NetBSD Problem Report #44995

From yamt@NetBSD.org  Thu May 26 03:17:07 2011
Return-Path: <yamt@NetBSD.org>
Received: by www.NetBSD.org (Postfix, from userid 1270)
	id E34AF63BA9C; Thu, 26 May 2011 03:17:07 +0000 (UTC)
Message-Id: <20110526031707.E34AF63BA9C@www.NetBSD.org>
Date: Thu, 26 May 2011 03:17:07 +0000 (UTC)
From: yamt@NetBSD.org
Reply-To: yamt@NetBSD.org
To: gnats-bugs@NetBSD.org
Subject: PAE cpu_load_pmap doesn't seem safe
X-Send-Pr-Version: 3.95

>Number:         44995
>Category:       port-i386
>Synopsis:       PAE cpu_load_pmap doesn't seem safe
>Confidential:   no
>Severity:       serious
>Priority:       medium
>Responsible:    port-i386-maintainer
>State:          closed
>Class:          sw-bug
>Submitter-Id:   net
>Arrival-Date:   Thu May 26 03:20:00 +0000 2011
>Closed-Date:    Tue Jun 12 17:14:52 +0000 2012
>Last-Modified:  Tue Dec 18 02:35:02 +0000 2012
>Originator:     YAMAMOTO Takashi
>Release:        NetBSD current
>Organization:

>Environment:


Architecture: i386
Machine: i386
>Description:
	in the case of PAE, cpu_load_pmap modifies L3 PDIR for
	the current cpu with the following code.
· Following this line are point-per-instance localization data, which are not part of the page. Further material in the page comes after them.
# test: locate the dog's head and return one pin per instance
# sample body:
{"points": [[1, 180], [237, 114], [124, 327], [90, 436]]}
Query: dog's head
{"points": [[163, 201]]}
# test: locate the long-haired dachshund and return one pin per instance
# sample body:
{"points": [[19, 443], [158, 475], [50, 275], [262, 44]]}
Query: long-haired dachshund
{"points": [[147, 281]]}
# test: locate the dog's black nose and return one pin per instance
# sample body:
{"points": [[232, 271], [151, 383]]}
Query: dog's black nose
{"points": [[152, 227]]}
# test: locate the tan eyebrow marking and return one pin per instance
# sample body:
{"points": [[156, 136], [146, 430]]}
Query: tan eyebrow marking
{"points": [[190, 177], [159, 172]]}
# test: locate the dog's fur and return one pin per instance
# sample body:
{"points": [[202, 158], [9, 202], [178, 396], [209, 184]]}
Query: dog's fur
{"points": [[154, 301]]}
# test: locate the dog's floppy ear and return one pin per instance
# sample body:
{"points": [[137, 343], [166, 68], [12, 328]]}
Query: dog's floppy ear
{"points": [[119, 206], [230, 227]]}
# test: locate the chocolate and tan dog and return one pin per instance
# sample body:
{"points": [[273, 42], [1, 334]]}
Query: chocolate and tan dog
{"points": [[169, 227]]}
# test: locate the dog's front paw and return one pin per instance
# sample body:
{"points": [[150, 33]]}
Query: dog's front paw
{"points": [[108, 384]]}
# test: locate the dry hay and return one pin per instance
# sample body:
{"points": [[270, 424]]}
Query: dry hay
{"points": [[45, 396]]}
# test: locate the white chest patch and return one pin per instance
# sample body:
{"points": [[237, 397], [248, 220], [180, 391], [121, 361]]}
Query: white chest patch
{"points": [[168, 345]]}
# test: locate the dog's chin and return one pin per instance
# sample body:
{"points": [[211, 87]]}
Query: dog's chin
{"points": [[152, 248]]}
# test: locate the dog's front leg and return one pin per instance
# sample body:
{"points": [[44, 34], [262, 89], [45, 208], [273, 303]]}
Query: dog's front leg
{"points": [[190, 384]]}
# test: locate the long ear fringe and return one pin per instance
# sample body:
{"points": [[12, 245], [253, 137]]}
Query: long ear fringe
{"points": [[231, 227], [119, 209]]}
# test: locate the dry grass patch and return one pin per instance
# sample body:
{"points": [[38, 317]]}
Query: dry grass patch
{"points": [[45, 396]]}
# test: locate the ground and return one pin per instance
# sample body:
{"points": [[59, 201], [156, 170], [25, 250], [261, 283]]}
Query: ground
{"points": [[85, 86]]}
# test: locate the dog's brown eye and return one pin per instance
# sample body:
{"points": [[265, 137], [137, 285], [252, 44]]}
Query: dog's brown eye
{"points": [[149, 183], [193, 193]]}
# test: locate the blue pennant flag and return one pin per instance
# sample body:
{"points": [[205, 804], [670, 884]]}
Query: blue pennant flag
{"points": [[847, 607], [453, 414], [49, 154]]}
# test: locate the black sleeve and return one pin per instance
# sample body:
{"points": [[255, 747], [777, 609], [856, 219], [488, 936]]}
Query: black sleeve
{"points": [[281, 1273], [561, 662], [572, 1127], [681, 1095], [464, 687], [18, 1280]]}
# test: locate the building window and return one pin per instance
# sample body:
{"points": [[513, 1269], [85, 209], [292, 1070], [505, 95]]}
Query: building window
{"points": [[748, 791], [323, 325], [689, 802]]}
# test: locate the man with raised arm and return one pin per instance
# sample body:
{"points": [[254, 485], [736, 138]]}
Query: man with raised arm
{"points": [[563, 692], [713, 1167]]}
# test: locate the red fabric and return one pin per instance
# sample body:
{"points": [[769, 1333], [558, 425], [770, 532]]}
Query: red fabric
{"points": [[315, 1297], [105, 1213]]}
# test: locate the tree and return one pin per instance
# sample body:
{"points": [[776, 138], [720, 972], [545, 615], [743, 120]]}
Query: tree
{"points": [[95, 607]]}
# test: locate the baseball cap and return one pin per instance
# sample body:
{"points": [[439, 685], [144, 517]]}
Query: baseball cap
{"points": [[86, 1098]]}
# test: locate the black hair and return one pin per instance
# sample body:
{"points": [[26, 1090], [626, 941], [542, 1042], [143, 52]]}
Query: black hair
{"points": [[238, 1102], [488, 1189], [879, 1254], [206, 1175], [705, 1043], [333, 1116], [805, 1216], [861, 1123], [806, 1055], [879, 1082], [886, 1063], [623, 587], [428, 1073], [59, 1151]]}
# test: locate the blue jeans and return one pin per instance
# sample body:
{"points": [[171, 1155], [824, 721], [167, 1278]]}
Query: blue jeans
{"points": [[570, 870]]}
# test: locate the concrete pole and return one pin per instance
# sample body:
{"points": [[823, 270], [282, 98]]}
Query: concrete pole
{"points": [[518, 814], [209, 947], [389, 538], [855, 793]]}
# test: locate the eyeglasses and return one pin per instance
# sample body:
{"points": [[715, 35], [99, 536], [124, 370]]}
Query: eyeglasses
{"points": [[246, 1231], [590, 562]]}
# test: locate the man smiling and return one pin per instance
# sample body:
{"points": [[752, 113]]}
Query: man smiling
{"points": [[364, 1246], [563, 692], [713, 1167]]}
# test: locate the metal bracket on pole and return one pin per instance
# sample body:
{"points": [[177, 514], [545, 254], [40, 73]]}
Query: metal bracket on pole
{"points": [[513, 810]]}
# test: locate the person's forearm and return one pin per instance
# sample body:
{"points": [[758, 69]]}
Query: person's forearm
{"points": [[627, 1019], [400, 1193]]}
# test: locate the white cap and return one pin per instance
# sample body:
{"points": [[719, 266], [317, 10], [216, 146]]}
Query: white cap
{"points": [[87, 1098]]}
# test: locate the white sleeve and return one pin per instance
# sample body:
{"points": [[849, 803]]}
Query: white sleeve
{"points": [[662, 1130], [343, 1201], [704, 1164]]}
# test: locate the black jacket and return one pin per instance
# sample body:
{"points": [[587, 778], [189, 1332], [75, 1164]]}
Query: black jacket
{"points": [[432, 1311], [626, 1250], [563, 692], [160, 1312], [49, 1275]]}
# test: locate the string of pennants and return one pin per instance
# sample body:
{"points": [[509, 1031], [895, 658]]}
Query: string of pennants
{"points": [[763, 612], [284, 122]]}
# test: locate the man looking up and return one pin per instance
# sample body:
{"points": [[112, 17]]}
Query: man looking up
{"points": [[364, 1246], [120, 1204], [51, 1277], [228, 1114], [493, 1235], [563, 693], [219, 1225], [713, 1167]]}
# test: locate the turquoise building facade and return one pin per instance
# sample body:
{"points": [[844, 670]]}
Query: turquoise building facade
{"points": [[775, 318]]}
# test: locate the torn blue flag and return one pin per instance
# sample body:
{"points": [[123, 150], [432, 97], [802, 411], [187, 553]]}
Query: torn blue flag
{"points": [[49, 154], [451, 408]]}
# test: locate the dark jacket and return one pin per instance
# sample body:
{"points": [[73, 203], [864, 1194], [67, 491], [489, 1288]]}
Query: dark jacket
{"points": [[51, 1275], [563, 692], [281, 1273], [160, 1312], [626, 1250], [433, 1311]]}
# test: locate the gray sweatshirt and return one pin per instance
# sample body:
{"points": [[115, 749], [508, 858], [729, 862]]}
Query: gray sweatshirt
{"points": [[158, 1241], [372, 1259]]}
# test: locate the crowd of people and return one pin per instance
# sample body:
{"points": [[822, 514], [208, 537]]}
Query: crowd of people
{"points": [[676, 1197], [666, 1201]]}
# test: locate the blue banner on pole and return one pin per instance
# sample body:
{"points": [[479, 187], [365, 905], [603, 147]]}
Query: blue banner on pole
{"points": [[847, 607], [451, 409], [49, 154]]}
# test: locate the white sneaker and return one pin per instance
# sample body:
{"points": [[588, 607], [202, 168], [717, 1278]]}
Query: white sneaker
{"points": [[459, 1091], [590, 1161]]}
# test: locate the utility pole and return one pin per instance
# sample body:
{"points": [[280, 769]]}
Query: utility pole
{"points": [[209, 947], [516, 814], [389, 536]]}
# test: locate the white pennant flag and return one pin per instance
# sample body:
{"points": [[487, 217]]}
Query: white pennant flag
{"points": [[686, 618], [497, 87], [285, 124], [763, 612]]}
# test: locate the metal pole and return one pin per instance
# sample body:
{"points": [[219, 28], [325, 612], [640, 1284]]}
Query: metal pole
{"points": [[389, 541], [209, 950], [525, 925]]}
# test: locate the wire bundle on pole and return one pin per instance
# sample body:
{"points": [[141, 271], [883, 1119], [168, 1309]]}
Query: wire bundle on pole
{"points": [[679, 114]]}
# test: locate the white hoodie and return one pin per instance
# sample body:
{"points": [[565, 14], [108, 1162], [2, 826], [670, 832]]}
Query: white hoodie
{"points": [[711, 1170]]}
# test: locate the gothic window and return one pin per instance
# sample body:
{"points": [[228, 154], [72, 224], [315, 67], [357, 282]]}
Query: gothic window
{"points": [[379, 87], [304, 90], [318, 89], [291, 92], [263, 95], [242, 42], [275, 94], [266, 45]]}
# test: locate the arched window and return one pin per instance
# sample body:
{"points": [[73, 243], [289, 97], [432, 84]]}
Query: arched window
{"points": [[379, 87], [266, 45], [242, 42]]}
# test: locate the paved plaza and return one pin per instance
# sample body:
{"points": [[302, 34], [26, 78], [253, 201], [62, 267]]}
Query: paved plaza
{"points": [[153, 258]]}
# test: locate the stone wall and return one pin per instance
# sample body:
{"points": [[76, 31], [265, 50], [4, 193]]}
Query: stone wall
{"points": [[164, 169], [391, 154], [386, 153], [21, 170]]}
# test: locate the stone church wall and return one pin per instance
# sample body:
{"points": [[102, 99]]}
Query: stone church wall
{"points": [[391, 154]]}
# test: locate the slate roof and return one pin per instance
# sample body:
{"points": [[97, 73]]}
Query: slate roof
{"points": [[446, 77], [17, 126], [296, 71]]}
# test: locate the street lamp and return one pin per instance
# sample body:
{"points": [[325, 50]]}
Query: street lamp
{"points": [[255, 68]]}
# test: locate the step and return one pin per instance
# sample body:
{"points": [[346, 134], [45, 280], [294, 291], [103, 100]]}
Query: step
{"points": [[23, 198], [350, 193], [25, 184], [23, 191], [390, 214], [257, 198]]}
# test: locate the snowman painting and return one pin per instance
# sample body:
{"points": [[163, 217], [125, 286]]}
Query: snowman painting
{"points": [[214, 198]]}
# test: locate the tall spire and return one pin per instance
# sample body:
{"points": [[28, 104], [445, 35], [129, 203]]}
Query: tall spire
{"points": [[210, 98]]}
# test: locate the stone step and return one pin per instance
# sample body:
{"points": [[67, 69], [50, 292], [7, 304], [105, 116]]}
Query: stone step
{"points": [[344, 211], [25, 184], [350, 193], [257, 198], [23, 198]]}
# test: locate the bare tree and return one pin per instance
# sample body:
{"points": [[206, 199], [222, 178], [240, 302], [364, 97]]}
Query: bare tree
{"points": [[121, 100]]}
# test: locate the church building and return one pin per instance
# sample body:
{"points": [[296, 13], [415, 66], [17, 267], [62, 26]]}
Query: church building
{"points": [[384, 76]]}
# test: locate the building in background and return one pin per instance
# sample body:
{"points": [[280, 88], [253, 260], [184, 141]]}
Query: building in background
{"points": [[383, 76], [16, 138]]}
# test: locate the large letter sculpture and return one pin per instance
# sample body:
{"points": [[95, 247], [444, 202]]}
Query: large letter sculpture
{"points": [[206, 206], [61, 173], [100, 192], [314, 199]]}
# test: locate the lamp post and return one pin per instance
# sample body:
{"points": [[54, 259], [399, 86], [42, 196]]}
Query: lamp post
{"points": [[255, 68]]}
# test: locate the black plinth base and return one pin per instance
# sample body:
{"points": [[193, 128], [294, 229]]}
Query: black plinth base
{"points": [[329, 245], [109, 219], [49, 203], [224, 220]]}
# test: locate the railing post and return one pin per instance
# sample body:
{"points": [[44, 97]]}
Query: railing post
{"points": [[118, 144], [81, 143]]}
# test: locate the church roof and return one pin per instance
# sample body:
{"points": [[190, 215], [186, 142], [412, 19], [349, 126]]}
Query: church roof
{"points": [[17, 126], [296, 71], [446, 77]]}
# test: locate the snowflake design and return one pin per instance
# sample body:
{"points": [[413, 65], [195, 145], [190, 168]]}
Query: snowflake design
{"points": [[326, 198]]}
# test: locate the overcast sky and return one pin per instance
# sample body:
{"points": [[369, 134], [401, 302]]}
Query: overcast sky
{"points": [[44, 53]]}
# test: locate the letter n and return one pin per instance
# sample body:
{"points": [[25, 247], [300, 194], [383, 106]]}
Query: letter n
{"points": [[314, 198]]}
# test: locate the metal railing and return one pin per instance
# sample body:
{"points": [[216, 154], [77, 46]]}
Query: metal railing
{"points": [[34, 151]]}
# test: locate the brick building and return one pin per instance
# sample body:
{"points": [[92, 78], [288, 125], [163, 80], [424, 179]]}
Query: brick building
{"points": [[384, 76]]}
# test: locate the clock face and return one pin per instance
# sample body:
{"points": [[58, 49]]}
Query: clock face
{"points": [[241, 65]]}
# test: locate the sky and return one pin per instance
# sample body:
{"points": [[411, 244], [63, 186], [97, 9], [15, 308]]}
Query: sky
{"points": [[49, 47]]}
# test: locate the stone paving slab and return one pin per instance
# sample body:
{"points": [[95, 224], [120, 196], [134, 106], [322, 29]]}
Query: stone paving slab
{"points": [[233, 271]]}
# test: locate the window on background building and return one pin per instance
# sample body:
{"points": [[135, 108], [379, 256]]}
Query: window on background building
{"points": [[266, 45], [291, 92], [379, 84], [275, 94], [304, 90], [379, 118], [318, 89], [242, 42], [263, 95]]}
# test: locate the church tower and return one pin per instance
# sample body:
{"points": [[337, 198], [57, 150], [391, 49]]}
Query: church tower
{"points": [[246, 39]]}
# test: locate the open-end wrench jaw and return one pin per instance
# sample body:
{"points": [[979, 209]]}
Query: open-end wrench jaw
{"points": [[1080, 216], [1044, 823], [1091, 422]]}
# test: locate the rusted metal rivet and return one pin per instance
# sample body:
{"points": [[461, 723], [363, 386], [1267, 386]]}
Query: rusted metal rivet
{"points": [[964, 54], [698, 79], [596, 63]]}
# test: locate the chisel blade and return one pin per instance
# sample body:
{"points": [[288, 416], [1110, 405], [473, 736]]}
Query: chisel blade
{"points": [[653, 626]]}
		l3_pd[i] = pmap->pm_pdirpa[i] | PG_V;

	this likely will be complied into two 32-bit mov instructions
	and nothing prevents a page table walk between them.

>How-To-Repeat:

>Fix:
	make cr3 simply point to the recursive mapping part of the second
	level PTP?  (i haven't confirmed if this is possible.  just an idea.)

>Release-Note:

>Audit-Trail:

State-Changed-From-To: open->closed
State-Changed-By: yamt@NetBSD.org
State-Changed-When: Tue, 12 Jun 2012 17:14:52 +0000
State-Changed-Why:
fixed.


From: "YAMAMOTO Takashi" <yamt@netbsd.org>
To: gnats-bugs@gnats.NetBSD.org
Cc: 
Subject: PR/44995 CVS commit: src/sys/arch/x86/x86
Date: Tue, 12 Jun 2012 17:14:19 +0000

 Module Name:	src
 Committed By:	yamt
 Date:		Tue Jun 12 17:14:19 UTC 2012

 Modified Files:
 	src/sys/arch/x86/x86: cpu.c

 Log Message:
 cpu_load_pmap: disable interrupts.  add a comment to explain why.  PR/44995


 To generate a diff of this commit:
 cvs rdiff -u -r1.98 -r1.99 src/sys/arch/x86/x86/cpu.c

 Please note that diffs are not public domain; they are subject to the
 copyright notices on the relevant files.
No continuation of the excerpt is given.